The Grandstanding Man, the Revival Preacher #RideshareConfessional

Photo by Aaron Burden via Unsplash

I pulled around the back of the bank and no one was there. I drove around one more time and there he was, something out of nothing, a person where before there was only air. He climbed into the front seat and with a booming radio voice said, “Alright! Alright!” as if prepared to embark on a great adventure. He looked like Garrison Keillor, and when he spoke it was so loud that his voice box creaked under the strain of the performance.

“This car doesn’t go 160, does it?” he asked, enunciating each word before laughing loudly, pointing at the oversized speedometer.

“Oh, I doubt it,” I said, and he laughed again, as if we were co-conspirators in unveiling the manufacturer’s deceit. He had sold stock in a company, he said, and he had picked up the check at the bank where I picked him up, and now he had to drive thirty minutes to his own bank to deposit this paper check. He couldn’t believe he had to take this piece of paper, this piece of antiquity, all the way to his bank. It was preposterous.

He was a nice man, even if he was loud, and also, as I soon discovered, intoxicated.

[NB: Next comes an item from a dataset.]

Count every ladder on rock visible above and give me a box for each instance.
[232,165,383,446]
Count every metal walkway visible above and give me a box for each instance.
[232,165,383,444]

He had decided to move west, out to a state where things were wide open, where he had family, where he could find a better-paying job. He had grown up in the dust bowl, the world his oyster.

“You can’t understand it,” he said, enunciating his t’s, the sheer volume of his voice convincing me. “I left the house in the morning and played in the wilderness all day. There’s nothing like it for today’s children. Nothing.” His grand-standing diction reminded me of one of those revival preachers.

Usually, when I’m driving, I don’t talk most of the time, but I could tell he wanted to. He quivered in the silence like an idle race horse. So I asked him questions, floated them to him in ways that were easy for him to grab onto, and he talked the entire time, and I became convinced he would have carried on this way whether or not I was listening, whether or not I was even there. Thirty minutes to his bank, a ten-minute wait, and thirty minutes home.

After an hour, I dropped him off in the same parking lot where we had started.

“I always like to tip drivers well, especially the ones who listen to me talk,” he said, boisterous, happy with his own generosity. “I always give those drivers $5.” He thumbed through a wad of bills, twenties first, then tens. There were no fives. He hesitated, lingering on a $10 bill, passing it by. He had two $1 bills. He pulled them out. He hesitated again.

“Here you go,” he said, dropping the bills onto my seat.